Key leadership departures—like former FDA Chief Medical Officer Hilary Marston, M.D., and the agency’s former Center for Biologics Evaluation and Research director Peter Marks, M.D., Ph.D., among many others—have compounded the mass layoffs.

While the HHS said the FDA workforce reduction wouldn’t impact drug, medical device or food reviewers, some say it already has.

Earlier this month, hundreds of biotech stakeholders penned a letter expressing concerns over the FDA’s capacity after the layoffs with examples from companies that have already been impacted by the changes at the agency.

The letter, addressed to Senate Health, Education, Labor and Pensions (HELP) Committee Chair Bill Cassidy, M.D., R-Louisiana, is supported by industry heavyweights such as Alnylam’s founding CEO John Maraganore, Ph.D., and Nkarta Therapeutics’ CEO Paul Hastings. The document was sent by No Patient Left Behind, a nonprofit founded by RA Capital’s Peter Kolchinsky, Ph.D., with signatures from other major investors like Sofinnova Investments and The Column Group.

In one case, an FDA dispute resolution process with a Massachusetts biotech was canceled, with an agency counterpart saying there likely wouldn’t be any senior staffers available to review the case.

Another biotech recently received conflicting feedback from a review team, a situation in which a senior official should have determined the agency’s position, according to the letter.

“Critical gaps in leadership and management at the review division level have typically been filled by senior FDA leadership,” the authors write. “But with these individuals now gone, companies fear we are entering a period of years to build back up an experienced workforce.”

The letter also details a biotech receiving submission feedback conducted by a seemingly inexperienced reviewer, including suggestions that don’t align with medical practice or standard approaches to trials.

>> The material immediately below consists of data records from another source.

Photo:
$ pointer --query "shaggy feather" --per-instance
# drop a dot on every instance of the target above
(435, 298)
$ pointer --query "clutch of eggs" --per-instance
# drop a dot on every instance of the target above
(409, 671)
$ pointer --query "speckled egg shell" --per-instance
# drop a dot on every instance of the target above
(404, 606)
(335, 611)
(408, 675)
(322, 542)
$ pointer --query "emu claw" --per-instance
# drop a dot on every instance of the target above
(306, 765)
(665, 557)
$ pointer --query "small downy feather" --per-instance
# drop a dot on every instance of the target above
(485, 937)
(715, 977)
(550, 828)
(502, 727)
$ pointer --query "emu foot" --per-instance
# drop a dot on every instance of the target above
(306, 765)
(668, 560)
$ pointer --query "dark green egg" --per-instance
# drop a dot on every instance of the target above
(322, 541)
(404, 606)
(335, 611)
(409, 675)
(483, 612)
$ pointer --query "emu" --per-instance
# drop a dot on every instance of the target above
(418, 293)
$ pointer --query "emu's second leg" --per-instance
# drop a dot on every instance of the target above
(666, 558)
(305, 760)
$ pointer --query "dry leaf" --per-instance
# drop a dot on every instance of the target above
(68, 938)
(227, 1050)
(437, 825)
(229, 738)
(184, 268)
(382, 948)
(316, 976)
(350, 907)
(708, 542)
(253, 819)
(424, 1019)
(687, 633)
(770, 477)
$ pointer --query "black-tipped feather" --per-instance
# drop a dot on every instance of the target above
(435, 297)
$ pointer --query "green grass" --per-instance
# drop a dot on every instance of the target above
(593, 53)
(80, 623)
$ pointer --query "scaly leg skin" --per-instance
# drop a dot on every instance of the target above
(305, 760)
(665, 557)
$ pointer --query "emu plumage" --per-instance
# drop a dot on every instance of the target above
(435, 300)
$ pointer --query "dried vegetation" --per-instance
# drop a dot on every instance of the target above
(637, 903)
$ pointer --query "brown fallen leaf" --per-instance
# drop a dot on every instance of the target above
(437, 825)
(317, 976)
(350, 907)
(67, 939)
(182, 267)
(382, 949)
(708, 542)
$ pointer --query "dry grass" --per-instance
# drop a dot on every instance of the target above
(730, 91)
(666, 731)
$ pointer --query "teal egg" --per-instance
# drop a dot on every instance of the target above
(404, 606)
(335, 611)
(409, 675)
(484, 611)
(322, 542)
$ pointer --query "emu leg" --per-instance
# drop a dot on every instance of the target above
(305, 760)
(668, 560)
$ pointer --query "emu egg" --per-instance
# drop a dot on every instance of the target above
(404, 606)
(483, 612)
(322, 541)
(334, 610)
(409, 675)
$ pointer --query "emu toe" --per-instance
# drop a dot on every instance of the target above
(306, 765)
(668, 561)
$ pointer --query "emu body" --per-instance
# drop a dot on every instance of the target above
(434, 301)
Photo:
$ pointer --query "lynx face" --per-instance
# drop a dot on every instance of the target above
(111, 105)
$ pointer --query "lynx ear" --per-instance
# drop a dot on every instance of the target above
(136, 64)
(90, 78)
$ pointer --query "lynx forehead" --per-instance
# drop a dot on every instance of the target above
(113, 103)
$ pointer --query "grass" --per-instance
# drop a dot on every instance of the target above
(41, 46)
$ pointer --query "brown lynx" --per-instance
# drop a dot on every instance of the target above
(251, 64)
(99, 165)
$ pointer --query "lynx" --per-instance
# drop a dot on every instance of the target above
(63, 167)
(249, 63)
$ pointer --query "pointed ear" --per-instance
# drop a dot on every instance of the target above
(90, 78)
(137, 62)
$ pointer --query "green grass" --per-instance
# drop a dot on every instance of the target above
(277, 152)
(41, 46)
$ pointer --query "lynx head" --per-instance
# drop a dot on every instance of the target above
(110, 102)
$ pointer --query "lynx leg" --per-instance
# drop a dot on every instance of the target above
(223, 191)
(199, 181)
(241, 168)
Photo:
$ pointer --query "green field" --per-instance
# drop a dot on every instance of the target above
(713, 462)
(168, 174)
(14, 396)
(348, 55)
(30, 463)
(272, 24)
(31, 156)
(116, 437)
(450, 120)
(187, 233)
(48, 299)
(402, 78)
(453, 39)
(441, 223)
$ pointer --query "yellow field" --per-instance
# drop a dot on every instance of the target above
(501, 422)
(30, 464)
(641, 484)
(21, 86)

These scenarios prompted the biotech stakeholders to urge the Senate HELP committee to restore FDA staffing levels in an effort to maintain established regulatory timelines and consistency.

“Specifically, we worry that the institutional knowledge that makes the FDA the world’s leading regulatory body will be irretrievably lost due to the agency’s recent reduction in force and wave of retirements,” the leaders wrote. “The agency’s ability to function is compounded by a hiring freeze. As a result, American patients, American industry and American biomedical leadership will bear the consequences.”

The letter coincides with commentary from Janet Woodcock, M.D., former acting FDA commissioner, who warned that the changes are “a slow-moving catastrophe.”

“You’re not going to see everything come to a stop in the actual review of documents and development programs,” Woodcock said April 7 at the Biopharma Congress event. “But the whole apparatus to get a drug on the market, a lot of that is missing, and you're going to see mistakes.”

In the letter to the Senate, the biotech stakeholders also emphasized the particular importance of a well-staffed FDA for small biotechs. Such companies are tight on resources and depend on investor funding to meet agency requirements, the authors explained. Ambiguity about the FDA's capabilities could trigger downstream uncertainty from investors, the biopharma leaders wrote.

The writers urge the administration to be cautious when attempting to centralize functions and “over-systematize a regulatory process that has to be flexible in the face of new scientific discoveries.”

“Drug development is complex. It's time-consuming; it's resource intensive,” Bicara CEO Claire Mazumdar, Ph.D., told Fierce Biotech last week. Mazumdar also signed the biotech letter to the Senate.

“We as an industry need to work together with the administration, with the regulatory agencies, to really change the landscape for oncology and beyond,” she concluded.